Sem vacinas, sem emprego: casos italiano e francês dividem atenções na Europa

Em Itália, a partir desta sexta-feira, o passaporte sanitário passa a ser exigido a todos os trabalhadores dos sectores público e privado. Sem certificado digital – que prova a a vacinação, recuperam de infeção ou realizaram um teste negativo horas antes – serão impedidos de entrar no local de trabalho.

Até ao final deste ano, pelo menos, todos os trabalhadores do sectores públicos e privados terão de mostrar este “passe Covid” e, caso não o possuam, arriscam multas entre os 600 e os 1.500 euros se acederem ao local de trabalho. Também os empregadores podem ser multados caso não verifiquem se os funcionários cumprem as normas e têm certificado.

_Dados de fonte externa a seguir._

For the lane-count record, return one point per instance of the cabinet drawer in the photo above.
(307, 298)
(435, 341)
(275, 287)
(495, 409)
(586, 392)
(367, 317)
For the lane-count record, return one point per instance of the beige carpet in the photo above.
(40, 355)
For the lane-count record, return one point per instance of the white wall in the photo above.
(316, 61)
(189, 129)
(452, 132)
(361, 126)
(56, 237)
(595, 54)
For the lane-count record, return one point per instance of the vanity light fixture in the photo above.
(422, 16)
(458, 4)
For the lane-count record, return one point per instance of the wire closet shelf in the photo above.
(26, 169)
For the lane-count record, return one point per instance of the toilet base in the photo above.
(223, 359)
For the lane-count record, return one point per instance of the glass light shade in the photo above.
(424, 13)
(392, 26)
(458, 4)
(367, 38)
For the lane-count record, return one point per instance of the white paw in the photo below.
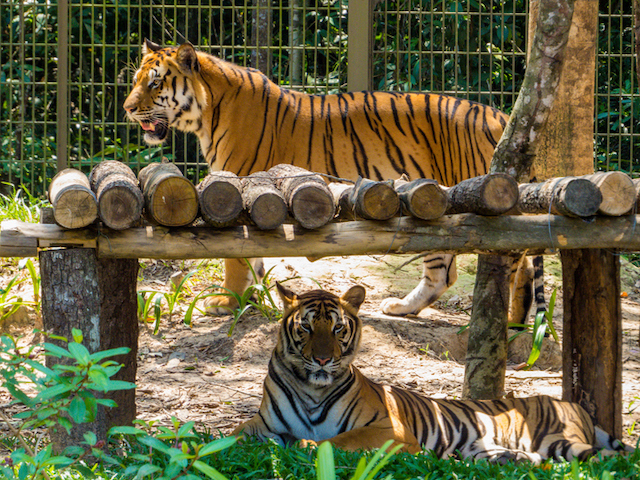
(397, 306)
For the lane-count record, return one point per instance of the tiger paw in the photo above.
(219, 305)
(304, 443)
(398, 306)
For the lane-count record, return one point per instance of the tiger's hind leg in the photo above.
(438, 274)
(238, 276)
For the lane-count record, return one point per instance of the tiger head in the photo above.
(167, 91)
(320, 333)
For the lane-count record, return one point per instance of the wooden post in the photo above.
(97, 296)
(565, 147)
(592, 335)
(486, 361)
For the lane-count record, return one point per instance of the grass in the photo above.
(251, 460)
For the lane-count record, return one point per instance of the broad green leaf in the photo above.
(325, 464)
(90, 438)
(80, 353)
(208, 470)
(77, 410)
(56, 351)
(217, 445)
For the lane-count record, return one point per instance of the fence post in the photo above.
(360, 48)
(62, 104)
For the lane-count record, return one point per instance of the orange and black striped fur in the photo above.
(246, 123)
(313, 392)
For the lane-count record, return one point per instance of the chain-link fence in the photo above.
(67, 66)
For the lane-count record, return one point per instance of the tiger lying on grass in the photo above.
(312, 392)
(246, 123)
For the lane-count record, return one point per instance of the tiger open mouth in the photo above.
(156, 131)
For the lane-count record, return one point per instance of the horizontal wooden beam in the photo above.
(464, 233)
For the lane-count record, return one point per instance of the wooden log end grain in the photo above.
(220, 198)
(499, 194)
(576, 197)
(423, 198)
(170, 198)
(120, 201)
(74, 204)
(264, 203)
(312, 206)
(375, 200)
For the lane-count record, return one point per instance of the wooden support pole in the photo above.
(592, 335)
(97, 296)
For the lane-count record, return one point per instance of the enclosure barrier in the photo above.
(89, 274)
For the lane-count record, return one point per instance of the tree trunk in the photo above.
(592, 339)
(97, 296)
(514, 155)
(486, 361)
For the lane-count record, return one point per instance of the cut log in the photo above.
(308, 196)
(341, 193)
(120, 199)
(422, 198)
(220, 198)
(170, 199)
(368, 199)
(618, 192)
(570, 196)
(492, 194)
(264, 203)
(74, 204)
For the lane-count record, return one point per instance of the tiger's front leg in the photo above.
(238, 276)
(438, 273)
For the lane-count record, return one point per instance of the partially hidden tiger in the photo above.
(247, 123)
(314, 393)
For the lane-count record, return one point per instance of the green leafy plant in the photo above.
(170, 453)
(325, 464)
(58, 396)
(256, 296)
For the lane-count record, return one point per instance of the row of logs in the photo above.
(118, 198)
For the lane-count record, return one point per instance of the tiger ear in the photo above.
(188, 58)
(287, 297)
(354, 296)
(148, 46)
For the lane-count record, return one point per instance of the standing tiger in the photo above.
(246, 123)
(313, 392)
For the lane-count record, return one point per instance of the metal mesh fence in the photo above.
(67, 66)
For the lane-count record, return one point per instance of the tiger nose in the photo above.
(322, 360)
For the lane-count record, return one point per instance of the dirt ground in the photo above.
(203, 374)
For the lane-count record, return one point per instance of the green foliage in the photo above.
(58, 396)
(257, 296)
(19, 204)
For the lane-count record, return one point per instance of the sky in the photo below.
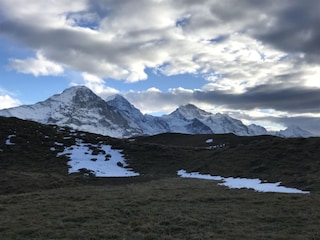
(258, 61)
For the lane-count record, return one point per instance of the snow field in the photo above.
(105, 162)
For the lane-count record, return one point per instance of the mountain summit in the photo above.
(79, 108)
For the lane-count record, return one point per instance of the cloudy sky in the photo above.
(258, 61)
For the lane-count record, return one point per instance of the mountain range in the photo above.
(79, 108)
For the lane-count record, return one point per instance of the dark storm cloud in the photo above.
(297, 100)
(289, 25)
(296, 28)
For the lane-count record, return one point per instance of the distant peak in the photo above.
(295, 131)
(116, 97)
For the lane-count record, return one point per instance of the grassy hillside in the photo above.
(40, 200)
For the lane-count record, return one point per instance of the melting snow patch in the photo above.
(255, 184)
(106, 162)
(8, 140)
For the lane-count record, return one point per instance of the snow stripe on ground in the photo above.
(255, 184)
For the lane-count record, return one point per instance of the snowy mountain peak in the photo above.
(121, 103)
(190, 111)
(74, 94)
(78, 107)
(294, 131)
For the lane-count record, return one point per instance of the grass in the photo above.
(40, 200)
(169, 208)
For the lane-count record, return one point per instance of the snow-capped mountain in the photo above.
(185, 116)
(79, 108)
(142, 124)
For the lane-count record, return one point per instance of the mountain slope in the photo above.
(294, 131)
(77, 107)
(142, 124)
(183, 117)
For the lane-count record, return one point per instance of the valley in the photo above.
(40, 198)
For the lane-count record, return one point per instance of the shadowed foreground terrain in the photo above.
(40, 200)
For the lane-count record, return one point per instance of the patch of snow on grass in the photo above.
(255, 184)
(106, 163)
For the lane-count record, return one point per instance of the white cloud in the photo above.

Um dia depois de Draghi ter sancionado o mandato em lei, novos dados alarmantes surgiram detalhes sobre a grande perturbação que poderia representar para a 3ª maior economia da zona Euro. De acordo com documentos estatais, 23% dos trabalhadores do sector público e privado não têm ‘Green Pass’ válido, alimentando receios de que a nova lei de proibição de emprego criará escassez de mão-de-obra no meio de uma recuperação económica.

Em França, as regras rígidas foram anunciadas a 12 de julho último, numa aposta do Governo de Emmanuel Macron que parece ter tido um efeito positivo. As regras incluem a proibição das pessoas em entrar em cafés, restaurantes, museus, cinemas e eventos desportivos sem prova de vacinação completa ou testes Covid-19 negativos recentes.

Em solo francês, nos últimos três meses, as taxas de vacinação subiram exponencialmente – cerca de 85,5% dos franceses com mais de 12 anos estão totalmente vacinados, ou seja, dos 28 milhões de pessoas em julho último para 49,3 milhões atuais, de acordo com as estatísticas do Governo.

A decisão de suspender os funcionários públicos não vacinados – incluindo bombeiros e até mesmo funcionários da biblioteca – provou ser profundamente controversa, especialmente porque Macron enfrenta uma dura batalha pela reeleição em abril próximo. Os seus adversários aproveitaram a questão, realizando protestos semanais, que tiveram a adesão de milhares de pessoas.

“Era politicamente arriscado porque essas profissões são muito populares”, disse Emmanuel Rivière, chefe de pesquisas internacionais da agência de pesquisas Kantar Public, que salientou que a decisão de Macron tem sido cada vez mais aceite pelos franceses. “Lentamente, mas com segurança, a proporção de recusas diminuiu”.

Jean-François Delfraissy, presidente do conselho consultivo científico da Macron, disse ao jornal ‘Le Monde’ na passada quinta-feira que a 4ª onda de coronavírus não teve grande impacto, graças às altas taxas de vacinação da França. “Depois de muitas críticas à resposta francesa e às escolhas políticas, a França está entre os melhores países vacinados”, disse ele. “Os nossos concidadãos em geral têm sido muito tolerantes com as restrições de saúde e, por isso, agradeço-lhes.”